Looking to streamline its purchasing policy, Wellesley this week approved a new bylaw that will cut down the number of small-budget items that are brought to council for approval.

Coun. Jim Olender called for the review earlier this month, questioning why small items that are included in the budget must be approved again by council. He raised the topic again at Tuesday’s council meeting.

Under the original purchasing bylaw, any item in excess of $12,000 was to have been tendered out through public advertisements for bids. For items between $6,000 and $12,000, staff was required to get three written quotes. Those numbers have since been increased, and public bids will now only be required for purchases of more than $50,000. Three written quotes will now be required only for purchases of more than $10,000.

The way in which the system will work from this point forward will go something like this: the budget will be reviewed and passed by council; department heads will discuss major purchases with the director of finance; after the department head authorizes each applicable invoice, that expenditure will be cleared by the director of finance and a list of these major purchases will be posted on the council’s agenda for review.

Coun. Herb Neher said he would still want staff to bring purchases forward to council for information, even if a motion isn’t required.

In Woolwich Township, staff is required to obtain two written quotes for purchases between $5,000 and $10,000, and three written quotes for purchases under $50,000. Sealed tenders and council approval are required for purchases over $50,000.
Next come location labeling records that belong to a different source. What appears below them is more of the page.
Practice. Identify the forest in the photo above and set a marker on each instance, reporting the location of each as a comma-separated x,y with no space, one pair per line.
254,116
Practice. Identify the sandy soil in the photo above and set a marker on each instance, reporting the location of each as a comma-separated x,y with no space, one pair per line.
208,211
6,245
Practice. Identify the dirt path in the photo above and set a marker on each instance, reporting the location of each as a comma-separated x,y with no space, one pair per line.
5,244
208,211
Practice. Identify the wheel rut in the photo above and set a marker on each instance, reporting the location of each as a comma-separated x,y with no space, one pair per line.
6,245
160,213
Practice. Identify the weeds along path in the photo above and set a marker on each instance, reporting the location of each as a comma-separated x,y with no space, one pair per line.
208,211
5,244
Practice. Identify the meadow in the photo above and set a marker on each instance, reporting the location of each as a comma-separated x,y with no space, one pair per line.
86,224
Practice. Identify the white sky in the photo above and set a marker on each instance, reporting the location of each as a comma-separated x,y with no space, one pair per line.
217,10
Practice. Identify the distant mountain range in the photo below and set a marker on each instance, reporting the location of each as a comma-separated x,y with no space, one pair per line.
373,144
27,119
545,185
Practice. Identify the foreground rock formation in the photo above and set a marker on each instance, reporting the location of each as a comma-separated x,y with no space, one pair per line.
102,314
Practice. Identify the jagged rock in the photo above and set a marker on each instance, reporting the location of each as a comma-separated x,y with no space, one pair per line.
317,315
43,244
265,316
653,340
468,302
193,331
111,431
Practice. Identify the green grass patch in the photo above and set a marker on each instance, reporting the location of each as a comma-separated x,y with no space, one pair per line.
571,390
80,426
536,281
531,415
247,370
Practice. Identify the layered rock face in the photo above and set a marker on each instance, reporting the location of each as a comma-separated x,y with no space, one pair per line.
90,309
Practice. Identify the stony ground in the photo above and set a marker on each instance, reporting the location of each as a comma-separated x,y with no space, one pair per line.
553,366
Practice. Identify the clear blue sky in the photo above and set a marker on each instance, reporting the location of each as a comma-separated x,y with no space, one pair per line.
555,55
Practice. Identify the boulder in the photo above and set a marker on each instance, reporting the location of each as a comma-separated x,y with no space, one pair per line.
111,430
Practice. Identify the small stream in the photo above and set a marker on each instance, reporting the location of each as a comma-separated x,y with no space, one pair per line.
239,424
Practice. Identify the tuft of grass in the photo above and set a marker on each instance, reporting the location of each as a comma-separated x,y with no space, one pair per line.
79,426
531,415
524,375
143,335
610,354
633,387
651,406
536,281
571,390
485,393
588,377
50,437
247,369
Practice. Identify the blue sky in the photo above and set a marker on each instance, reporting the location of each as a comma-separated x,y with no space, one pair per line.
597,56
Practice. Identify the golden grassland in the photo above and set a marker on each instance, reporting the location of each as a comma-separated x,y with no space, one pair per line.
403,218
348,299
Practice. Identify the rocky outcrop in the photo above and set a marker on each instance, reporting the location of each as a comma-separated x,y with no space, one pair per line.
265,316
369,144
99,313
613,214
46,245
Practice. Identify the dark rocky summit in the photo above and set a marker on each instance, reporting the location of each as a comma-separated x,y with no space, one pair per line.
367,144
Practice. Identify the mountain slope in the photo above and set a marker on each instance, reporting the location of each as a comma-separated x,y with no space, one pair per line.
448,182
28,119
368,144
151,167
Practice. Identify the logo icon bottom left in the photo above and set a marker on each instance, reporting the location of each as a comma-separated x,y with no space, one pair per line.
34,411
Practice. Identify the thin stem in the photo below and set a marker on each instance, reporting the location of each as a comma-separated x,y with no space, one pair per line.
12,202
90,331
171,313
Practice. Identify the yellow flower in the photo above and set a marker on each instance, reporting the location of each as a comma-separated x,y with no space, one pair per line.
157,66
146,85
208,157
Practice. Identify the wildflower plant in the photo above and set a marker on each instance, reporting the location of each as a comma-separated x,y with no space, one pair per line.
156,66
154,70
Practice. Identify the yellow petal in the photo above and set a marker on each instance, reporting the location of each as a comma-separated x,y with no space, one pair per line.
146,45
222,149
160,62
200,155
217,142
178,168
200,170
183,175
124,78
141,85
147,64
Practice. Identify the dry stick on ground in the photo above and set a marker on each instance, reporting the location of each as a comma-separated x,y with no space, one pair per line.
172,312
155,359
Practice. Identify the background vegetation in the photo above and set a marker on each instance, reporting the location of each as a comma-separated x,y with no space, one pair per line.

The purchasing bylaw was last revised in 2005; Olender said the new policy will stay in place for at least the next five years.

“We will look at the policy as it goes along to see how it works, but I think it will meet our needs because staff had their input and this is what they say will work for them.”

Township staff has been, and will be implementing checks and double checks to protect the township from any misuse of funds.

“Now it’s a bit more manageable,” Olender said in an interview. “Staff won’t be as cumbered by having to bring all these little decisions to council when it’s not necessary.”